As tech writers, we act as the UX conscience of the company. We look at a new PR and realize that while the feature “works,” it requires a 12-step workaround that will result in a flood of support tickets. In our testing, we see that implementing the current change here impacts a downstream component over there that’s actually managed by a different engineering team.
We don’t just document a workaround. Tech writers advocate for a better workflow that actually makes sense in the context of the whole software and problem our solution seeks to solve.
Hunting the “head-bang” moments
A significant portion of a tech writer’s work day is actually spent in the trenches of support tickets and sales feedback. We look for the places where users consistently hit walls. If the same question or problem arises again and again in tickets and prospect meetings, that’s something engineering can address.
The Vague Error Message: If a user gets Error 504: Request Failed, that’s a failure of the UI.
Documentarians are often the ones rewriting that message to say exactly why it failed and how to fix it.
The Silo Gap: Because we sit at the intersection of Engineering, Product, and Support, we see the contradictions. Engineering thinks a feature does X; Sales is promising it does Y; Support is waiting for the fix that does Z. All the while Product and Marketing are crafting a story to dazzle investors without ever even trying to install the software to see what it does.
The docs team is the one who forces the conversation that gets everyone on the same page.
The code is the source of truth
Contrary to popular belief, many of us don’t just “interview SMEs” and wait for a demo.
We’re in the repos. Reading issues and pull requests, including all of the comments.
We’re reading the code to find out what a CLI flag actually does versus what someone thinks it does. Then setting up the data on our machine to test that it works as described.
We’re posing questions to Claude or Gemini or ChatGPT to figure out what and why the code does what it does.
We’re in all the Slack channels checking conversations and asking our own questions about the intents of the programming.

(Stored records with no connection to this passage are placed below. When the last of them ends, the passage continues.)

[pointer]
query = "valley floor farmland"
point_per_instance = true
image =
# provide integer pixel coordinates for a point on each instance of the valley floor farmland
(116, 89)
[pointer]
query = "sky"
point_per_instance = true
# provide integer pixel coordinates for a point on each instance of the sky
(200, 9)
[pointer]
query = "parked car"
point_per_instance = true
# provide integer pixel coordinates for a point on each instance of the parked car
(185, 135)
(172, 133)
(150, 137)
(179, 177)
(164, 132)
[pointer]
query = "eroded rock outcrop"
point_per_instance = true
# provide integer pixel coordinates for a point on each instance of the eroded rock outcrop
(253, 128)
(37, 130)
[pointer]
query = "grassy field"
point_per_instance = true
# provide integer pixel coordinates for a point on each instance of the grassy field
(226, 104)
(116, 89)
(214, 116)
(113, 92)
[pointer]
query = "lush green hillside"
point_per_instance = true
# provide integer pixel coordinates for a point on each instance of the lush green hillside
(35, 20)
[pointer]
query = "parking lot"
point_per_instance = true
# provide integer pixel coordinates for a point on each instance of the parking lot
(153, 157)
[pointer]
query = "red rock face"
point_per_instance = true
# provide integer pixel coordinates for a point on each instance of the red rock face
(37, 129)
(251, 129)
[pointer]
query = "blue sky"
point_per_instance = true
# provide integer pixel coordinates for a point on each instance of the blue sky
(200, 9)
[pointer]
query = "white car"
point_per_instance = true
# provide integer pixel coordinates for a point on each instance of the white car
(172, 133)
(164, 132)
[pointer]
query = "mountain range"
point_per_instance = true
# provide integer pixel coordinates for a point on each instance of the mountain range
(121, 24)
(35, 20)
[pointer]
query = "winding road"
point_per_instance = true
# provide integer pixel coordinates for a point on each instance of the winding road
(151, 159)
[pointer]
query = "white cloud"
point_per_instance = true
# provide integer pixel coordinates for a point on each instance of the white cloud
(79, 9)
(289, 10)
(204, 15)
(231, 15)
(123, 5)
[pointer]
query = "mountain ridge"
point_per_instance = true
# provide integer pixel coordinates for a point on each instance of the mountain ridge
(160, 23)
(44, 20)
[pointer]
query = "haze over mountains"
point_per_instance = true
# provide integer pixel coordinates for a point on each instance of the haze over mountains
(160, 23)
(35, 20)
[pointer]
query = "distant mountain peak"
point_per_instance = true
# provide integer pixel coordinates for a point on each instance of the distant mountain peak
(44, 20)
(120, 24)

We’re submitting our own PRs to fix branding errors, UI text, or logic gaps that even the best LLMs miss.
The Bottom Line
If you bring your technical writer in at the end of the cycle, you aren’t just getting late documentation. Rather, you’re missing out on your most valuable QA resource.
Documentation isn’t just a description of the product, what it does, and how to do it. Getting good quality documentation is the ultimate stress test for whether your product is actually ready for the world.